Understanding MySQL binary and non-binary string data types

There are two main categories of string data types available and understanding their characteristics properly will allow you to choose the appropriate string data type for the column in accordance with the requirements of the application. Having reviewed different table structures designed by different people, I have come to the conclusion that binary and non-binary string data types are used without consideration of the consequences of choosing either one. The confusion stems from the fact that both non-binary and binary string data appear to store characters because they can be saved as quoted string.

Broadly speaking there are two major categories within which the different string types can be divided, and understanding these two categories is very important because each of this category is handled differently by MySQL. These two categories are described as follows:

Non-binary string data type

Non-binary string is actually a sequence of characters that have a character set and a collation. Now let’s understand both of these terms.

The character set as the name suggests determines the set of characters supported by that character set. The character set also determines whether the storage of each character requires a single byte or multiple bytes. Multi-byte characters may need a fixed number of bytes per character or a variable number of bytes per character.
For example,

  • ucs2 Unicode character set requires 2 bytes per character, and
  • utf8 Unicode character set requires 1 to 3 bytes per character.

Now what is collation? Collation actually determines the sorting order of the characters in the character set associated with the string and is hence used in string comparisons. Collation also determines whether the string can be case-sensitive or case-insensitive. Collation can be binary as well, in which case the characters are sorted based on their numeric byte value, which also means that a string with a binary collation will be case-sensitive.

Note also that character set and collation can be defined at the database level, the table level or the column level.

Executing the following,

SHOW CHARACTER SET;

will give you a list of available character sets and their default collations. Note that the collations end in either ci, cs, or bin, these stand for, case-insensitive, case-sensitive, and binary collations respectively.
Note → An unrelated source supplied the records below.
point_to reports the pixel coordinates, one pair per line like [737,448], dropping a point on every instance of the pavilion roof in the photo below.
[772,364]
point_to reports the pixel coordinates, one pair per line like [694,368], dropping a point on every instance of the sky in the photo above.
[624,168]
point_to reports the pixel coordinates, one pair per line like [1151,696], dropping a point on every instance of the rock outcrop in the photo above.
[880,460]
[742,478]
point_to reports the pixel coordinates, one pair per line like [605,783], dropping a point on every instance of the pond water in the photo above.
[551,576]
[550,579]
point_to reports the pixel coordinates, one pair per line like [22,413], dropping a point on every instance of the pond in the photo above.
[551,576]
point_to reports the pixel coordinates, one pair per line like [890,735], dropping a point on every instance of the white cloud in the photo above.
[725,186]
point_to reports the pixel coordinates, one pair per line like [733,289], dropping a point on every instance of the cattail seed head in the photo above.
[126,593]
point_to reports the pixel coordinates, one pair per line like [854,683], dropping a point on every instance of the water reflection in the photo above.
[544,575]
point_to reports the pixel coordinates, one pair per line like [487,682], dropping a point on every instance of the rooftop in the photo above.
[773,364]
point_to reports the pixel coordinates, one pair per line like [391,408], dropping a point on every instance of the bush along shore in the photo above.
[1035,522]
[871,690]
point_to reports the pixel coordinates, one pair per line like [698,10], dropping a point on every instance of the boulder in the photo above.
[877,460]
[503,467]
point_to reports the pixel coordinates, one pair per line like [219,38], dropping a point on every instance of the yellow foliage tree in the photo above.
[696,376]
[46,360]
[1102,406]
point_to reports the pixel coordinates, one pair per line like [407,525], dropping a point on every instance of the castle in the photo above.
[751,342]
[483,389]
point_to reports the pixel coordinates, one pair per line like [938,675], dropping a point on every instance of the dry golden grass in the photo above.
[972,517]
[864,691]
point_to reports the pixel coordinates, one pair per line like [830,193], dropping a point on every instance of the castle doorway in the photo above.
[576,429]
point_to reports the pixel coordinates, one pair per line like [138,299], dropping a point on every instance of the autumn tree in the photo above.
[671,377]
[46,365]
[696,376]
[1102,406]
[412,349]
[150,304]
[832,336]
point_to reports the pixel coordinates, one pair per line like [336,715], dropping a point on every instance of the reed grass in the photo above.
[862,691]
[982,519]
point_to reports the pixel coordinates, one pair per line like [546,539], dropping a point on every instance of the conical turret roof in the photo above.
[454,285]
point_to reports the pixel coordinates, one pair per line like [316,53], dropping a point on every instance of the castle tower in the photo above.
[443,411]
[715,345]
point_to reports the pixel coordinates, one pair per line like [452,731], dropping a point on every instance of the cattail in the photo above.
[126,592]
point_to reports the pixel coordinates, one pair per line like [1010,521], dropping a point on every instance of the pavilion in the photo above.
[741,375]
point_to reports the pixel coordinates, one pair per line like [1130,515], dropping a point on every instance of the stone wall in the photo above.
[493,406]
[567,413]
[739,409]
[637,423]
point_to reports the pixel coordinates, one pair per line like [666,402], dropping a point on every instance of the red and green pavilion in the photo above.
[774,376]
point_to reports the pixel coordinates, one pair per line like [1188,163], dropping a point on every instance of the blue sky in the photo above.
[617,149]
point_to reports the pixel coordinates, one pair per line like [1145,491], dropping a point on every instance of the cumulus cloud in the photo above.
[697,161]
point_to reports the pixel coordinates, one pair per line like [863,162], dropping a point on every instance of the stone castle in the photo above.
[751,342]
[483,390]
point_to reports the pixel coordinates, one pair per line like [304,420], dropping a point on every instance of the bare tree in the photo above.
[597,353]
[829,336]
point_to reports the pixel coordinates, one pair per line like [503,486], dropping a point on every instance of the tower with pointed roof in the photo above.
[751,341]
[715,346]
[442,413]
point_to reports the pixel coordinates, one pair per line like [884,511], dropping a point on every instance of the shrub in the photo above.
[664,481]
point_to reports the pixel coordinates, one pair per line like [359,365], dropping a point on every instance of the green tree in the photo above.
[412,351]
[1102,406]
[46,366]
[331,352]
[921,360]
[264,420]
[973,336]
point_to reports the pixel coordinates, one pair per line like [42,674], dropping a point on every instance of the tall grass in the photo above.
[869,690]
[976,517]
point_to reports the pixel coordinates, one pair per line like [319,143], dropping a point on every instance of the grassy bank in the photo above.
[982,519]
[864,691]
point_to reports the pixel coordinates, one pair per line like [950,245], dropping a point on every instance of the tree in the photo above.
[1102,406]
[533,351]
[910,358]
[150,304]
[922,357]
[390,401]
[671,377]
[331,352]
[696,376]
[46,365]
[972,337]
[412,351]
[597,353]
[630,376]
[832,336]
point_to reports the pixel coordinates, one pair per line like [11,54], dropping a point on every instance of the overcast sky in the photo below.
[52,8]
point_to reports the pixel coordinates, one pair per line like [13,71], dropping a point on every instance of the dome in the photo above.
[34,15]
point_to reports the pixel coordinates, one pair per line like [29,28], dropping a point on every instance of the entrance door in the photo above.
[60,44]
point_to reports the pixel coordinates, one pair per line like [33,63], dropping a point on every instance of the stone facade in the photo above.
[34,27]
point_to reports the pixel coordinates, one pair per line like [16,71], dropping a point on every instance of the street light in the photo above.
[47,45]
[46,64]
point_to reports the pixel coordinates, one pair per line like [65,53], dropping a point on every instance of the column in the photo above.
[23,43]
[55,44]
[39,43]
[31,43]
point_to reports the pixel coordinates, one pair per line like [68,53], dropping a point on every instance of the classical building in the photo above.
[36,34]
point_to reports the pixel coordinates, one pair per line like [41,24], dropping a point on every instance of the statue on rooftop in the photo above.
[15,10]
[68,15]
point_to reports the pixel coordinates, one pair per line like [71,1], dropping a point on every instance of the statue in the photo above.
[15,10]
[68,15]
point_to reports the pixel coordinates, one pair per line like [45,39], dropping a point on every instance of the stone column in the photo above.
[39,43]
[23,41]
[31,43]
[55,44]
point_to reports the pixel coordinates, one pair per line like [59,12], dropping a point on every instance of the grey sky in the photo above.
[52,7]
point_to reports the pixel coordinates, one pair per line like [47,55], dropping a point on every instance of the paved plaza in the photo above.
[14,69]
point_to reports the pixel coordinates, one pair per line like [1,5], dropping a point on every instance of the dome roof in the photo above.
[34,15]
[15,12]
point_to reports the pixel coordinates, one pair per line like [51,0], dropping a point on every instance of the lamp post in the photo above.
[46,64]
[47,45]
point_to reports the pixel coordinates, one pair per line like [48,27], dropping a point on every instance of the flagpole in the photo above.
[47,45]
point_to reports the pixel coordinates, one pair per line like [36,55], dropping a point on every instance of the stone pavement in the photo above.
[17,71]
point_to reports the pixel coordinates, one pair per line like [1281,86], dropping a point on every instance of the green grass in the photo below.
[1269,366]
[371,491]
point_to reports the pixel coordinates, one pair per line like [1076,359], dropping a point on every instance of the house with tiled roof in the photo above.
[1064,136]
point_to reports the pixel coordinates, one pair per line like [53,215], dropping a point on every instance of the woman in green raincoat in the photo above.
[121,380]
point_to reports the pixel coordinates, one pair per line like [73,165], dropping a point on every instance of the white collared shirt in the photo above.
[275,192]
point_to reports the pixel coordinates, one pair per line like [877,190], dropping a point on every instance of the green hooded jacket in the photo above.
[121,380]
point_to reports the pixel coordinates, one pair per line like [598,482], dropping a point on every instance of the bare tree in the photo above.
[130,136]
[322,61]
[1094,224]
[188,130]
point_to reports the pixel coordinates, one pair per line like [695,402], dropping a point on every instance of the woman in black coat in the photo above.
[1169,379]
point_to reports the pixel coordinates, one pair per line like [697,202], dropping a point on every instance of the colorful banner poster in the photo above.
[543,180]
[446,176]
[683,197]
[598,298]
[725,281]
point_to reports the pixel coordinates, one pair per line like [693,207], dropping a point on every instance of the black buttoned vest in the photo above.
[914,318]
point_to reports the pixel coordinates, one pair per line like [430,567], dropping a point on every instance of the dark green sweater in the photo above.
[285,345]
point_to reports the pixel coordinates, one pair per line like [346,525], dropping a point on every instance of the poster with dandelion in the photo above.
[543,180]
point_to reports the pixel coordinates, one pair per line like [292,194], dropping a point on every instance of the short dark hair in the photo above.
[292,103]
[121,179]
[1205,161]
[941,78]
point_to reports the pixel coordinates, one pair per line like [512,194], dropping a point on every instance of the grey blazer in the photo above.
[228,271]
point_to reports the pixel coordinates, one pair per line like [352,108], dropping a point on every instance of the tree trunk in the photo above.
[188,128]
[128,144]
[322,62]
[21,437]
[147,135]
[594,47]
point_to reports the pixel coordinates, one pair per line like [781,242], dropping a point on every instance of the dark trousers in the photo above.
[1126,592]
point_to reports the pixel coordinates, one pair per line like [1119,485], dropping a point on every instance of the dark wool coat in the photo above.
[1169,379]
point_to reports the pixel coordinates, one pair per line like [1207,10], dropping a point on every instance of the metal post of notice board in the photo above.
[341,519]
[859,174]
The non-binary string types are

CHAR, VARCHAR, TEXT (and other variations of TEXT data types)

Binary string data type

The most important point to remember in case of binary string data type is that, binary strings don’t have character sets and collations. Binary strings are merely a sequence of byte values, and because of this, such strings seem to be case-sensitive, because uppercase and lowercase characters have different byte values. Also, there is no concept of multi-byte characters, hence, multi-byte characters when stored in binary string columns are treated as separate bytes, and any association between the bytes are lost.

The binary string types are

BINARY, VARBINARY, BLOB (and other variations of BLOB data types)

Which category of string data type should you use?

Now the big question is which string data type should be chosen? That really depends on the type of value that you would be storing in the column, if you are storing data that you want to represent as text, such as a blog post or product description, then you should choose non-binary string data type. But if you want to store data that are merely bytes such as data that represents image, then you should use a binary string data type.

Also note that, you should choose a multi-byte character set such as utf8 or ucs2 only when you want to store characters that cannot be represented as single-byte characters, otherwise you would be wasting space.

A CHAR(10) column would need 30 bytes for each value regardless of the actual value if utf8 character set is used, however, the same column would need 10 bytes for each value if a single-byte character set such as latin1 is used. Keeping these considerations in mind is very important.